Mrs Ireton, a little nettled, was silent a few minutes, and then said, 'Pray,—if I may ask,—if it will not be too great a liberty to ask,—what have been your pursuits since I had the honour of accompanying you to London? How have you passed your time? I hope you have found something to amuse you?'

Juliet sighed a negative.

'You have been studying the fine arts, I am told. Painting?—Drawing?—Sculpture?—or what is it?—Something of that sort, I am informed. Pray what is it, Mrs Thing-a-mi?—I am always forgetting your name. Yet you have certainly a name; but I don't know how it is, I can never remember it. I believe I must beg you to write it down.'

Juliet again only sighed.

'Perhaps I am making a mistake as to your occupations? Very likely I may be quite in the wrong? Indeed I think I recollect, now, what it is you have been doing. Acting?—That's it. Is it not? Pray what stage did you come out upon first?
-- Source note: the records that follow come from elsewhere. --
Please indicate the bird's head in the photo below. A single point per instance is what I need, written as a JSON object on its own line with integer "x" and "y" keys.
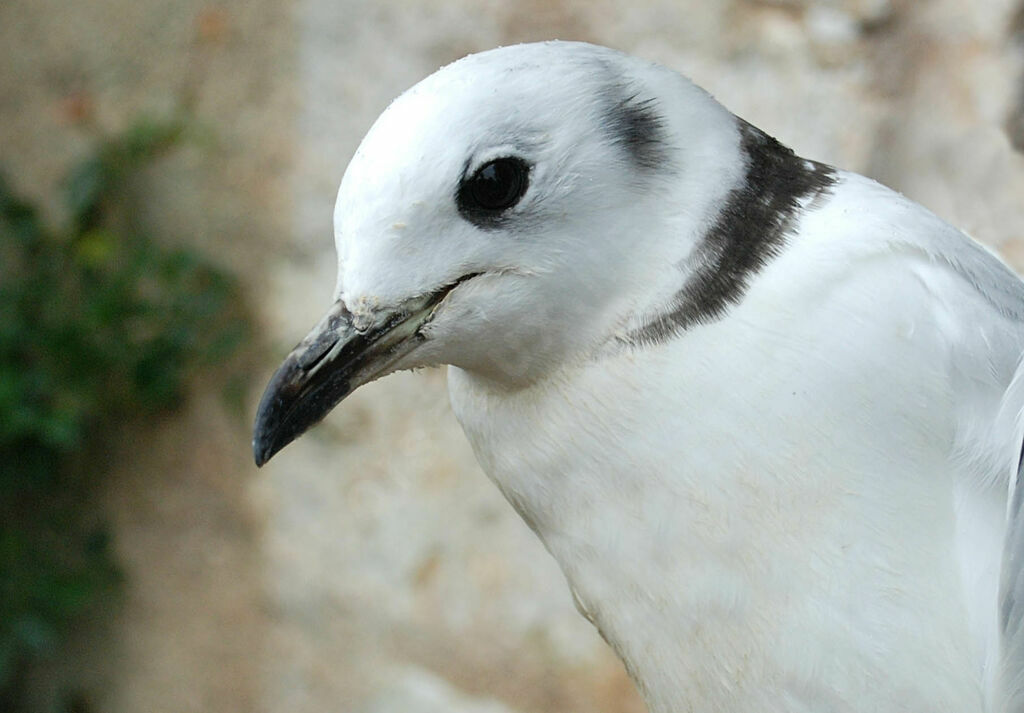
{"x": 494, "y": 219}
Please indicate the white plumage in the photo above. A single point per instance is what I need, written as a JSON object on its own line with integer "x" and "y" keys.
{"x": 764, "y": 413}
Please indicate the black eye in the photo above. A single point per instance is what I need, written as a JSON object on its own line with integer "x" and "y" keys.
{"x": 496, "y": 186}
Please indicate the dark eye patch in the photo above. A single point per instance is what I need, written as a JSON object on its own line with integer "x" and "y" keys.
{"x": 495, "y": 187}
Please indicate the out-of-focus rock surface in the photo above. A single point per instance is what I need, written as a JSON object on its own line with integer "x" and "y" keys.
{"x": 371, "y": 567}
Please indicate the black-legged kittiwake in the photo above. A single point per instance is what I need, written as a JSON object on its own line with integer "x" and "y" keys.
{"x": 762, "y": 411}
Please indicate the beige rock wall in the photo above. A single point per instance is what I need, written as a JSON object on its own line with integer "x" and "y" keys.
{"x": 371, "y": 567}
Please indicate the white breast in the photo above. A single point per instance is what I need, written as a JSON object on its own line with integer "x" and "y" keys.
{"x": 760, "y": 514}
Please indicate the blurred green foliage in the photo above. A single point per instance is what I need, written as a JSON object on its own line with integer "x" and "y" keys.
{"x": 98, "y": 326}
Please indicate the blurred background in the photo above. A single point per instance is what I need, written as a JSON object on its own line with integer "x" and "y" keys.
{"x": 167, "y": 178}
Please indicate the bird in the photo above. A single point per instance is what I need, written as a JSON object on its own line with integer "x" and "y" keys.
{"x": 763, "y": 412}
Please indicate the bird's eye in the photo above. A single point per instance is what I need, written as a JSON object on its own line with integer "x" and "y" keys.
{"x": 496, "y": 186}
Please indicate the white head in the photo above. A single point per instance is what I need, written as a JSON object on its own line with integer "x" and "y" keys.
{"x": 503, "y": 215}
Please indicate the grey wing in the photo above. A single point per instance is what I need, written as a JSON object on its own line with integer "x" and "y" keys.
{"x": 1008, "y": 693}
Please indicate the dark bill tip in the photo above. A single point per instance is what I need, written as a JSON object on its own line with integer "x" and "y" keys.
{"x": 310, "y": 382}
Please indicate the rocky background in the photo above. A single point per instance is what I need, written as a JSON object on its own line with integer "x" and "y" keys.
{"x": 371, "y": 567}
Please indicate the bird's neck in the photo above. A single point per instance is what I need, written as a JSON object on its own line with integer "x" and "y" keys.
{"x": 696, "y": 545}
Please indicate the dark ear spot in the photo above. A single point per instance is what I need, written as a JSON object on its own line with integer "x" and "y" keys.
{"x": 635, "y": 124}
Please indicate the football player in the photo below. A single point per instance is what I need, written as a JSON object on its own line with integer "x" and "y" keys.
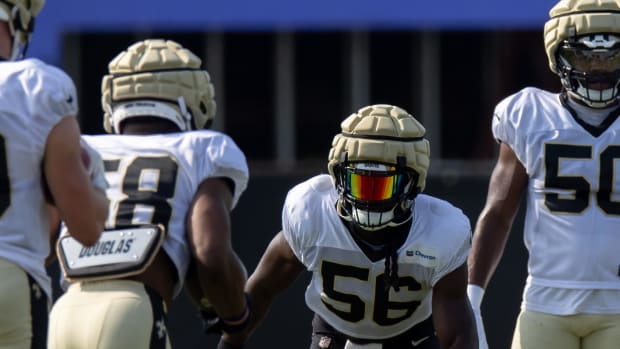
{"x": 172, "y": 187}
{"x": 561, "y": 151}
{"x": 40, "y": 164}
{"x": 388, "y": 264}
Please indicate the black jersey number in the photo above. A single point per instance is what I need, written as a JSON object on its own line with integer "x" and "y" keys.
{"x": 381, "y": 304}
{"x": 161, "y": 173}
{"x": 5, "y": 183}
{"x": 579, "y": 185}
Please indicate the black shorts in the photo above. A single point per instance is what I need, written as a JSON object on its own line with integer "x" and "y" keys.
{"x": 420, "y": 336}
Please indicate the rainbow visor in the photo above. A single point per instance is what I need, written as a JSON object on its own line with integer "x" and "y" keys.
{"x": 365, "y": 184}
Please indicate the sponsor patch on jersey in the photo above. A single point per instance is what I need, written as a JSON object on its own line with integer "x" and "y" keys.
{"x": 421, "y": 255}
{"x": 325, "y": 342}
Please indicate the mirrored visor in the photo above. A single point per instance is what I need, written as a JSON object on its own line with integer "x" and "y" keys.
{"x": 585, "y": 59}
{"x": 371, "y": 185}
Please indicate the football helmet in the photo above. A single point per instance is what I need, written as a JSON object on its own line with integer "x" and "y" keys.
{"x": 582, "y": 42}
{"x": 379, "y": 164}
{"x": 20, "y": 15}
{"x": 157, "y": 78}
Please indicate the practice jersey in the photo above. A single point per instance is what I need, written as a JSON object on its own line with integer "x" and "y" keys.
{"x": 34, "y": 97}
{"x": 347, "y": 289}
{"x": 573, "y": 203}
{"x": 153, "y": 179}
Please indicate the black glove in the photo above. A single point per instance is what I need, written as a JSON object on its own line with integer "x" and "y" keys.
{"x": 212, "y": 323}
{"x": 225, "y": 345}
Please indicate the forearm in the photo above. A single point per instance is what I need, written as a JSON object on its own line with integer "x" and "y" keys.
{"x": 261, "y": 303}
{"x": 228, "y": 274}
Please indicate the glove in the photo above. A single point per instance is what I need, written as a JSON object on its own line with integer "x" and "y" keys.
{"x": 94, "y": 166}
{"x": 213, "y": 323}
{"x": 225, "y": 345}
{"x": 475, "y": 294}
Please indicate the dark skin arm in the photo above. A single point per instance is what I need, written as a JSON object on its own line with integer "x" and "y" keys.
{"x": 276, "y": 271}
{"x": 452, "y": 314}
{"x": 506, "y": 186}
{"x": 54, "y": 232}
{"x": 221, "y": 273}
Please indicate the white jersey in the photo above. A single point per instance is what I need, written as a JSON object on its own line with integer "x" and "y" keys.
{"x": 153, "y": 179}
{"x": 34, "y": 97}
{"x": 573, "y": 203}
{"x": 346, "y": 289}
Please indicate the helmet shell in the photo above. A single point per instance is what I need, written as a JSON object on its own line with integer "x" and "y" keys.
{"x": 159, "y": 70}
{"x": 382, "y": 133}
{"x": 572, "y": 18}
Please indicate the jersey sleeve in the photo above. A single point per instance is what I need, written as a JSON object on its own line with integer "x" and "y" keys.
{"x": 457, "y": 246}
{"x": 225, "y": 159}
{"x": 302, "y": 205}
{"x": 52, "y": 95}
{"x": 512, "y": 120}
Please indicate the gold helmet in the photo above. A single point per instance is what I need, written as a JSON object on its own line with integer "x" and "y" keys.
{"x": 379, "y": 163}
{"x": 157, "y": 78}
{"x": 20, "y": 15}
{"x": 582, "y": 42}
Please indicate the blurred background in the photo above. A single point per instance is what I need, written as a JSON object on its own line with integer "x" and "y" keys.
{"x": 286, "y": 73}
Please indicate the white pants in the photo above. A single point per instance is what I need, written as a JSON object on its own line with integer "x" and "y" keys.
{"x": 536, "y": 330}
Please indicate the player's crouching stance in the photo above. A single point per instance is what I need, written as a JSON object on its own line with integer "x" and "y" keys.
{"x": 172, "y": 186}
{"x": 388, "y": 264}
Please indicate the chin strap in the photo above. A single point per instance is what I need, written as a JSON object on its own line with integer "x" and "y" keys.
{"x": 391, "y": 269}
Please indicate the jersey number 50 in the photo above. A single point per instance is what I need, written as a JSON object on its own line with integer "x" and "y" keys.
{"x": 579, "y": 185}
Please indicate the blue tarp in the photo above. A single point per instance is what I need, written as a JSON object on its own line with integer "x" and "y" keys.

Did you begin wearing your itinerant buskins in England, or abroad?'

'Where I began, Madam, I have ended; at Mrs Maple's.'

'And pray, have you kept that same face ever since I saw you in Grosvenor Square? or have you put it on again only now, to come back to me? I rather suppose you have made it last the whole time. It would be very expensive, I apprehend, to change it frequently: it can by no means be so costly to keep it only in repair. How do you put on your colours? I have heard of somebody who had learnt the art of enamelling their own skin: is that your method?'

Waiting vainly for an answer, she went on.